Se non fosse irriverente, sarebbe l’opera di un artista geniale, viene detto, nel film, di fronte allo scempio dei libri perpetrato nell’antica, solenne biblioteca universitaria. Artista geniale, e tutt’altro che irriverente, è, senz’altro, Olmi che, con Centochiodi, non profana il Verbo ma lo desacralizza, spogliandolo di quella crosta di idolatria che noi esseri umani mettiamo, spesso, sulle cose.
Un film di un grande Maestro, non solo di cinema.

Mariella Cruciani

Note critiche di Maurizio Fantoni Minnella

L’immagine fissa del mare di libri inchiodati al pavimento, nel tempio bolognese della scienza del sacro, è di sicuro un’icona destinata ad imprimersi nella memoria, nell’immaginario collettivo degli spettatori. Premessa o assioma che sia, il film di Ermanno Olmi prende le mosse da quell’immagine, dandole uno sviluppo conseguente che tuttavia si rileva debole e insufficiente. Le immagini del cinema difficilmente possono sostituire le speculazioni del pensiero. Se si vuole che questo accada, allora è necessario innanzitutto essere in possesso di un solido background filosofico ma soprattutto la capacità di dominio del racconto che non può essere necessariamente affidato alla bellezza delle immagini ma al senso in grado di produrre. Il film procede per gesti perentori: la fuga del bel professore filosofo dalla “civiltà” con conseguente scoperta del piccolo mondo del fiume, non un nuovo mondo, dunque, ma il vecchio mondo della gente semplice, che già aveva chiamato in causa con maggior naturalezza di intenti con “L’albero degli zoccoli”.

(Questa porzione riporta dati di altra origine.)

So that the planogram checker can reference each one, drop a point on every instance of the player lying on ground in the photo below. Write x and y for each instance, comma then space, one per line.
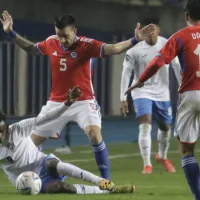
185, 44
148, 101
70, 57
19, 154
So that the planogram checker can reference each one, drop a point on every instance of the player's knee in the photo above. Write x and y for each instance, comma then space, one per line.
67, 188
187, 149
164, 127
145, 130
53, 187
94, 134
51, 165
145, 119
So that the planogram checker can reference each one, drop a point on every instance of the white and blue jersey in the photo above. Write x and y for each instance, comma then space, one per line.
153, 97
20, 154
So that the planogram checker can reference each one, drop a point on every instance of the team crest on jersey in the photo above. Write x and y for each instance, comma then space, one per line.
73, 54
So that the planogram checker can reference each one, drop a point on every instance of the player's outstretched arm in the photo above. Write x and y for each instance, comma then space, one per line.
149, 71
140, 34
25, 44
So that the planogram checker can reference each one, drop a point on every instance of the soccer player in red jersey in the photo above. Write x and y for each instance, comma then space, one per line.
186, 45
70, 57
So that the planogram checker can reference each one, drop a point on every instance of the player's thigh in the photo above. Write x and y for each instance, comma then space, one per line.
143, 110
187, 127
88, 114
162, 111
54, 186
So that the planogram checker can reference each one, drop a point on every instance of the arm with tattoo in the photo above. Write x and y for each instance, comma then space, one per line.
25, 44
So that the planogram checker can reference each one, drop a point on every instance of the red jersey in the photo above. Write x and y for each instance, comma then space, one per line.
71, 67
186, 45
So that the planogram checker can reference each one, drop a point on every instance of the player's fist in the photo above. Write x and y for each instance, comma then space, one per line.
7, 21
73, 94
124, 108
147, 31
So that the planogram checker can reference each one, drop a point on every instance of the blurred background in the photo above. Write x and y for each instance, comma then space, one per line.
25, 81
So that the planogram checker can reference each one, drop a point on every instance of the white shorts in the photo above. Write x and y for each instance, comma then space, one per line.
84, 113
187, 127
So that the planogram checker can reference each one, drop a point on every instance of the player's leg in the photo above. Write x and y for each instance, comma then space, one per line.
57, 186
89, 119
143, 110
163, 114
53, 167
52, 128
188, 130
66, 148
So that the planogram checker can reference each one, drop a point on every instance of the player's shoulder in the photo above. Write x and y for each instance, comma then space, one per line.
53, 38
138, 46
179, 34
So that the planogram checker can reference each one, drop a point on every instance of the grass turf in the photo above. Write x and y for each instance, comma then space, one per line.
126, 166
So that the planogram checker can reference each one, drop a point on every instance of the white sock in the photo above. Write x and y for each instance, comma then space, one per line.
145, 143
76, 172
86, 189
163, 138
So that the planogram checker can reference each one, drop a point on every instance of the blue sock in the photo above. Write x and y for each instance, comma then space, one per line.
101, 156
192, 174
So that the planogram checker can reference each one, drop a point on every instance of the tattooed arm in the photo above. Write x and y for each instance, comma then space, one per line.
25, 44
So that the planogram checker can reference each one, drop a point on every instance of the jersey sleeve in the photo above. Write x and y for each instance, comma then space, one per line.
24, 127
94, 48
170, 49
128, 67
43, 47
177, 69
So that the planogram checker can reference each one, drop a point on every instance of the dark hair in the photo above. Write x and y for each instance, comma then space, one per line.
192, 8
150, 21
2, 116
64, 20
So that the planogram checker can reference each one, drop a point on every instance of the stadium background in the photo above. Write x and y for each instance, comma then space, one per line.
25, 80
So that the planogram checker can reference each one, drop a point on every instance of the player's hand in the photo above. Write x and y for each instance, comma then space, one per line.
73, 94
7, 21
137, 84
147, 31
124, 108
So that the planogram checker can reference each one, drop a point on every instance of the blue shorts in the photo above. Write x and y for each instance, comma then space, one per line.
161, 110
45, 178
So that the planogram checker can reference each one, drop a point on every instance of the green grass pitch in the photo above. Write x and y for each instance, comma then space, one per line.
126, 166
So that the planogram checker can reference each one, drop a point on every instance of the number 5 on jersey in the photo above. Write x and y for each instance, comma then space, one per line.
197, 52
63, 64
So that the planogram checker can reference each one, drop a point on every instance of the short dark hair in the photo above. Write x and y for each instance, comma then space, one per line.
150, 21
64, 20
192, 8
2, 116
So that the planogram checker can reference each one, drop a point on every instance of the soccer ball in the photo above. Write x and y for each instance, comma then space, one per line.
28, 183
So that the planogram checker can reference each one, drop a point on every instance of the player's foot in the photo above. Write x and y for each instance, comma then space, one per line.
147, 170
123, 189
106, 185
64, 150
167, 164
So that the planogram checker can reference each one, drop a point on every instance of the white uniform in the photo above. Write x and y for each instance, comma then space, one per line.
136, 59
21, 154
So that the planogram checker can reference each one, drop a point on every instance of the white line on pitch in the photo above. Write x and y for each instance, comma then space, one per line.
122, 156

In tal senso Olmi sembra piuttosto radicarsi in una sorta di resistenza al cattivo progresso dei burocrati e ai bulldozer, in nome forse di un umanesimo “ambientalista” la cui radicalità non sta tanto nella declinazione ideologica, quanto nell’accordo naturale con quanto ci è stato donato fin dalle origini della creazione (ad esempio, la sintonia con il ritmo delle stagioni o il rispetto per il luogo che ciascun uomo sceglie di occupare e al contempo per l’uomo stesso). Ma allora perché intraprendere il sentiero impervio per qualsiasi cineasta dell’apologo spirituale?. Ad accompagnare la fuga dell’uomo di pensiero, stanco del pensiero stesso e della parola scritta come sua esemplificazione testimoniale, Olmi introduce a sua volta due pensieri che diventano parole, finendo per negare il proprio intendimento: la prima: “tutti i libri del mondo non valgono un caffè con un amico”. La seconda: “Nessuna religione è mai riuscita a salvare il mondo”. Da un punto di vista strettamente etico-filosofico, entrambe le tesi si contraddicono non tanto nel significato quanto nella natura della formulazione: se ad esempio, la seconda contiene in sé una propria verità oggettiva, la prima, al contrario, è puro gesto soggettivo, leggibile solo all’interno di una dinamica psicologico-esistenziale che invece il regista preferisce ignorare, lasciando veramente il suo personaggio-Cristo sullo sfondo, anziché farne una figura di qualche spessore.
Se in Farenheit 451 di Françoise Truffaut, alcuni uomini “illuminati” memorizzavano il contenuto dei libri per sottrarli all’oblio della distruzione voluta dal pensiero unico, in I cento chiodi, è il singolo individuo a dichiarare la morte dei libri, accelerandone la fine, quasi intendendo anticipare il pensiero globale, secondo il quale i libri non servono né per la sopravvivenza materiale, né per la felicità. Come giudicare allora un simile personaggio ed anche il suo creatore, un Olmi forse saturo di pensieri, di teorie, di false utopie, ma certamente così confuso da non riuscire a controllare la materia, né a darle un possibile sviluppo dialettico?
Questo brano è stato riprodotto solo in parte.